Un murmullo recorrió a los presentes. Selene estaba sentada a la derecha de Aiden, con Lyria en brazos. La niña dormía, ajena a la tensión, pero Selene mantenía los labios apretados, sus dedos acariciando instintivamente el pequeño mechón de cabello oscuro de su hija.

Aiden levantó la vista, su voz firme, grave.

—No es casualidad. Nos observan. Saben que nuestra Luna ha dado a luz. Saben que la descendencia de la bendición de la Luna está aquí.

Un silencio espeso cubrió la sala.

Selene se incorporó, con la mirada dura como el acero.

—Que lo sepan. Pero también sabrán esto: nadie tocará un pelo de mi hija.

Sus palabras resonaron con tal fuerza que hasta los guerreros más curtidos bajaron la cabeza, reconociendo el rugido de una madre loba.

Aiden posó una mano en su hombro, aprobando su determinación.

—Reforzaremos la guardia. Nadie saldrá solo. Las parejas y las patrullas se duplicarán. Y el entrenamiento será diario hasta que cada uno de nosotros pueda derribar a diez enemigos sin dudar.

Los golpes de puños contra la mesa fueron unánimes. La decisión estaba tomada.

Los días siguientes se convirtieron en un torbellino de preparación. Desde el amanecer hasta la noche, el claro retumbaba con choques de espadas, gruñidos, aullidos y cuerpos cayendo al suelo. Los más jóvenes corrían con troncos a la espalda, los guerreros practicaban combates reales hasta sangrar, y hasta las mujeres que no eran guerreras entrenaban con dagas para no ser presas fáciles.

Selene no se quedó atrás. Cada mañana entregaba a Lyria a la anciana curandera, que la arrullaba con cantos de Luna, y luego se unía al campo de batalla. Aiden la enfrentaba, pero también otros guerreros, sin piedad, exigiendo de ella el máximo. La madera de su espada se astillaba, sus músculos se llenaban de moretones, pero la rabia y el amor la empujaban.

Por las noches, cuando el cuerpo de Selene ardía de dolor, Aiden la sostenía entre sus brazos. Ella lloraba en silencio a veces, agotada, pero nunca por debilidad: lloraba porque cada día se sentía menos la niña marcada por la maldición, y más la loba que su hija necesitaba.

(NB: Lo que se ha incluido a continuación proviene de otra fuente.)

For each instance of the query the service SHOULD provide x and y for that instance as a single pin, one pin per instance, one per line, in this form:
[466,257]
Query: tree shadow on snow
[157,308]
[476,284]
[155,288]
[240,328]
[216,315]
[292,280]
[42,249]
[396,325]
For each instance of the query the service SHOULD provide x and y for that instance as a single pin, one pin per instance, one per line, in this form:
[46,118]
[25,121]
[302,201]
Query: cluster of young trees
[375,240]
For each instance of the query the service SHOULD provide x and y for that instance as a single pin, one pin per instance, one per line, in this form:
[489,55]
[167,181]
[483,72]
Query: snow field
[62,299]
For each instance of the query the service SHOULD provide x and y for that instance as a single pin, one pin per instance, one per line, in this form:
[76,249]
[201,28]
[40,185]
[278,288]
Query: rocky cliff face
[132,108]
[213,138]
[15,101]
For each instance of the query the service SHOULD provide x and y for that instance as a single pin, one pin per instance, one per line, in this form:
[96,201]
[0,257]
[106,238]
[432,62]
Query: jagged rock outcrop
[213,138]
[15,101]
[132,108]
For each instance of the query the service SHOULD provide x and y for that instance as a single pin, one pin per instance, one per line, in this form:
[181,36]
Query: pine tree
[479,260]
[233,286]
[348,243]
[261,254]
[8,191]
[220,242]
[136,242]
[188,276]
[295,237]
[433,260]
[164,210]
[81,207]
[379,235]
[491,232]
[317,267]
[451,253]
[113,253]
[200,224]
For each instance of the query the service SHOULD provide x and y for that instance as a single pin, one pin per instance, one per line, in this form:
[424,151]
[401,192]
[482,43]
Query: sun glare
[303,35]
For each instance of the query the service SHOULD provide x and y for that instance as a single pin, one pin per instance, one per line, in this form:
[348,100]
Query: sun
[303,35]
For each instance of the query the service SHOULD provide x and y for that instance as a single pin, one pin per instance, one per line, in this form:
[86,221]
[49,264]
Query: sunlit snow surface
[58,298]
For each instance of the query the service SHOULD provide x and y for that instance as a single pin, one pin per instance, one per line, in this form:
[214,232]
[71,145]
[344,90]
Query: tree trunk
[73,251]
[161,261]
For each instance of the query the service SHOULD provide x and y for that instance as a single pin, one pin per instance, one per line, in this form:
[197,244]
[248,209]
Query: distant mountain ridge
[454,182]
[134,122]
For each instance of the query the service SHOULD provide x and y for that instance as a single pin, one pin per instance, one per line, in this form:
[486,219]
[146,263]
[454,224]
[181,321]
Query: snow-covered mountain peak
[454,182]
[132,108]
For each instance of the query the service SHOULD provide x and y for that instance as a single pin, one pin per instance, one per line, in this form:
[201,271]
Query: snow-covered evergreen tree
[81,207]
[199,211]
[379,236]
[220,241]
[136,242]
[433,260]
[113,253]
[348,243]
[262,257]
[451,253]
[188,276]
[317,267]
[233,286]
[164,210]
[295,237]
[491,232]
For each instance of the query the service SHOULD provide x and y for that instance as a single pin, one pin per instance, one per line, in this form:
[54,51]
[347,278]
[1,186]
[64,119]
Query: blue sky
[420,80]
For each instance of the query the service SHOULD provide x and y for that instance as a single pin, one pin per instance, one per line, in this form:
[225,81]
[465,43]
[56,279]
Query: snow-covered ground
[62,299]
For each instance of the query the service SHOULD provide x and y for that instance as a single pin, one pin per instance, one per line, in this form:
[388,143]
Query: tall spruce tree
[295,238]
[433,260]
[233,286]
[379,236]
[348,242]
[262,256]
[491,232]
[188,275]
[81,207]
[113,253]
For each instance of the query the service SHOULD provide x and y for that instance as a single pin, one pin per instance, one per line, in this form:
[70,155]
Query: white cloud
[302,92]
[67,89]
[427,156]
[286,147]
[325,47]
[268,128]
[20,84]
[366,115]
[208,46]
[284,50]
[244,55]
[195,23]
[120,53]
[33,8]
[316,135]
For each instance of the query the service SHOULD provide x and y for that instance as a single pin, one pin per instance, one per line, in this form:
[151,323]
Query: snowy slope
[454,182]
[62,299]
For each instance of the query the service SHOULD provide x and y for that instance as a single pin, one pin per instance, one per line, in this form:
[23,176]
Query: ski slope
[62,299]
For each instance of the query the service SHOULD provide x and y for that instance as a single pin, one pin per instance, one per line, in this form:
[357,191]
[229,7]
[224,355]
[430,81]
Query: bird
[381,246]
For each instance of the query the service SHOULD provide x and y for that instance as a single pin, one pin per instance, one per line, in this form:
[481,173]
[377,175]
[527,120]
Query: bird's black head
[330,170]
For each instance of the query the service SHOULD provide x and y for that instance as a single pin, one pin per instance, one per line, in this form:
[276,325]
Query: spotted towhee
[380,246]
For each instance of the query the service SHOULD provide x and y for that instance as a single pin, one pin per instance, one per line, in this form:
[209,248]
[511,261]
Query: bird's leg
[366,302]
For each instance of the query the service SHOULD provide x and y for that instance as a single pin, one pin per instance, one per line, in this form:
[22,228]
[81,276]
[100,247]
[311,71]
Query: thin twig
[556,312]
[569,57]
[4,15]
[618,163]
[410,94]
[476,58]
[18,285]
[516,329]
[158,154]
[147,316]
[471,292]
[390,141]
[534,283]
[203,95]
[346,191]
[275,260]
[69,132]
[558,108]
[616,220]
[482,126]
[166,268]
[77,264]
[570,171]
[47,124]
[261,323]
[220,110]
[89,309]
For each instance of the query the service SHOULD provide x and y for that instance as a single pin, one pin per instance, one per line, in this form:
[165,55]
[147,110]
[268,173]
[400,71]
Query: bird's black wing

Una madrugada, un aullido desgarró el aire. Los centinelas lo respondieron de inmediato, y toda la manada salió de sus camas.

En el límite del bosque, más allá del río, luces rojas ardían entre los árboles. No eran antorchas normales: eran llamas de un fuego extraño, que crepitaba con un eco maligno.

Aiden gruñó, los ojos dorados brillando bajo la luna.

—Ya están aquí.

Selene abrazó a Lyria contra su pecho, sintiendo cómo el corazón de su hija latía tranquilo, sin saber del peligro que se cernía.

Un pensamiento atravesó su mente como un rayo: si querían a su hija, tendrían que arrancársela de las garras. Y para eso tendrían que matarla a ella primero.

La guerra ya no era una amenaza lejana. La guerra estaba a las puertas.